46 - 47 El canto de alabanza de María
46 Entonces María dijo: Mi alma engrandece al Señor, 47 y mi espíritu se regocija en Dios mi Salvador.
Después de la alabanza de Elisabet viene la de María. Su alabanza tiene mucho en común con la de Ana con ocasión del nacimiento de Samuel (1Sam 2:1-10). Tras la alabanza de María, Lucas menciona cinco más en los dos primeros capítulos, de modo que encontramos un total de siete alabanzas. Se trata de las de Zacarías (versículos 67-79), los ángeles (Luc 2:14), los pastores (Luc 2:20), Simeón (Luc 2:29-32) y Ana (Luc 2:38). Con la excepción de los ángeles, todas son expresiones de fe personal que se ve abrumada por la bondad del Señor. Si ese es el caso, no puede faltar una alabanza.
De María no se menciona que esté llena del Espíritu Santo, como leemos de Elisabet (versículo 41). Esto no significa que no lo esté, sino que sus expresiones reflejan aún más que las de Elisabet su experiencia personal de las cosas que le han sido dichas. Ella habla de los sentimientos de su alma y de su mente.
Con su alma exalta al Señor. El Señor no puede engrandecerse con nuestra alabanza, pero sí puede engrandecerse para nuestras almas. Esta exaltación no tiene nada que ver con algo pequeño que se coloca bajo un microscopio y luego se hace grande. Es más bien como una estrella enorme que está tan lejos que parece pequeña. Mirarla a través de un telescopio no hace más grande la estrella, sino que acerca su grandeza y es más fácil ver lo grande que es. Así puede nuestra alma exaltar al Señor. Podemos cantar todo aquello en lo que Él es grande, como su gracia y su misericordia. Así expresamos algo de su grandeza en nuestro mundo, en el que Él parece tan pequeño e insignificante.

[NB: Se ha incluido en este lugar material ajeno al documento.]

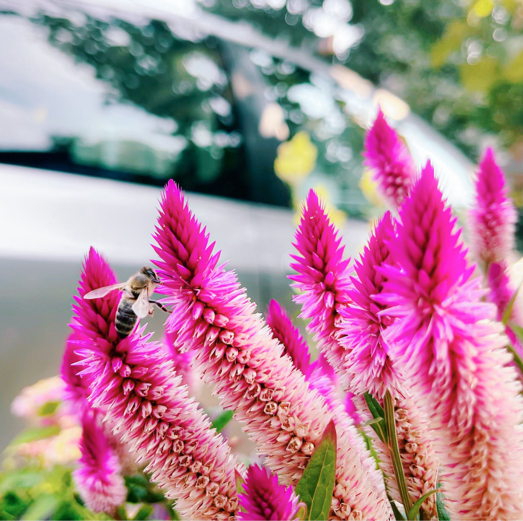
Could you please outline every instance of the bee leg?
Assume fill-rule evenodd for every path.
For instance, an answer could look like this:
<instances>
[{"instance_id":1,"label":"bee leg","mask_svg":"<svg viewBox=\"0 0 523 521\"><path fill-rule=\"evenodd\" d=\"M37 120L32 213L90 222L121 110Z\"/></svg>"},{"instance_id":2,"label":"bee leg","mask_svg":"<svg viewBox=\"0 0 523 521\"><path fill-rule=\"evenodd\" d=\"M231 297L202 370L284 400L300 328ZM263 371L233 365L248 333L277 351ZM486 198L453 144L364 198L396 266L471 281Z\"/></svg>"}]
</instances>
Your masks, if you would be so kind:
<instances>
[{"instance_id":1,"label":"bee leg","mask_svg":"<svg viewBox=\"0 0 523 521\"><path fill-rule=\"evenodd\" d=\"M173 312L172 311L169 311L163 304L158 302L157 300L150 300L149 302L151 304L155 304L162 311L165 311L166 313Z\"/></svg>"}]
</instances>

Cuando pensamos en todos los favores que Él nos ha hecho, surge en nuestra alma. Su amorosa bondad pone en movimiento nuestra alma; los sentimientos de gratitud son inevitables. Lo engrandecemos, aunque aún estamos muy lejos de su verdadera grandeza. Pablo anhelaba que Cristo fuera exaltado en su cuerpo (Fil 1:20). Allí se trata de hacer visible quién es Cristo a través de él, que a través de sus acciones físicas otros vean a Cristo, que Él se acerque a la gente. Aquí se trata de las expresiones del alma, de la necesidad de decirle a Dios y a los demás quién es Él para mí personalmente. Qué poco lo hacemos, porque estamos muy poco impresionados por toda la bondad y la gracia de Dios que Él ha demostrado en el don de su Hijo. Que María nos anime a exaltar al Señor cada vez más.
No sólo su alma está implicada en su canto de alabanza, también su mente lo está. Un canto de alabanza no es sólo una expresión emocional, sino que hay consideraciones espirituales. Su expresión de alegría radica en el hecho de que tiene un Salvador en Dios. Dice que, aunque es la madre del Señor Jesús, también lo necesita como Salvador.
En la expresión de sus sentimientos es también una imagen del remanente fiel que reaccionará de la misma manera cuando Cristo venga a su pueblo por segunda vez. El carácter de los pensamientos que llenan el corazón de María y la aplicación de los mismos son enteramente judíos. No puede ser de otra manera. Ocurre con ella como con muchos salmos y también como con el canto de alabanza de Ana (1Sam 2:1-10). Al mismo tiempo, estas expresiones de gratitud nos dan tanto para nuestras propias almas, para nosotros que, por gracia, podemos conocer las grandes verdades de la cristiandad. También podemos conocer a Dios como Salvador. Así se le menciona varias veces en el Nuevo Testamento (1Tim 2:3; Tito 1:3; 3:4).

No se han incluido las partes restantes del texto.